Revoked SSL Certificate
Description
A revoked SSL/TLS certificate is one that has been invalidated by the Certificate Authority (CA) before its scheduled expiration date, typically due to compromise, misuse, or administrative reasons. When a server continues to use a revoked certificate, browsers and security tools will flag the connection as untrusted, as the certificate's validity can no longer be verified through Certificate Revocation Lists (CRL) or Online Certificate Status Protocol (OCSP). This creates a critical trust issue that exposes both the website operator and end users to security risks.
Remediation
Immediately replace the revoked SSL/TLS certificate by following these steps:
- Obtain a New Certificate: Contact your Certificate Authority (CA) or hosting provider to request a new certificate.
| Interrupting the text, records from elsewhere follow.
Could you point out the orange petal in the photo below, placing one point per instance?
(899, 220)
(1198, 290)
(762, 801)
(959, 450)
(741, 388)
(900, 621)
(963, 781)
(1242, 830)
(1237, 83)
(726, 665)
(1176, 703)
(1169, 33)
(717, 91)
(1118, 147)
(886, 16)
If the revocation was due to private key compromise, generate a new Certificate Signing Request (CSR) with a fresh private key
- Install the New Certificate: Deploy the new certificate to your web server, ensuring all certificate chain files (intermediate certificates) are properly configured
- Verify Installation: Use SSL testing tools (such as SSL Labs' SSL Server Test) to confirm the new certificate is properly installed and the revocation issue is resolved
- Update Certificate Monitoring: Implement automated certificate monitoring to receive alerts before expiration and to detect revocation events
- Review Revocation Cause: Investigate why the certificate was revoked to prevent recurrence. If due to compromise, conduct a security audit and rotate all potentially affected credentials
For automated certificate management, consider implementing ACME protocol-based solutions like Let's Encrypt with automatic renewal to prevent future certificate issues.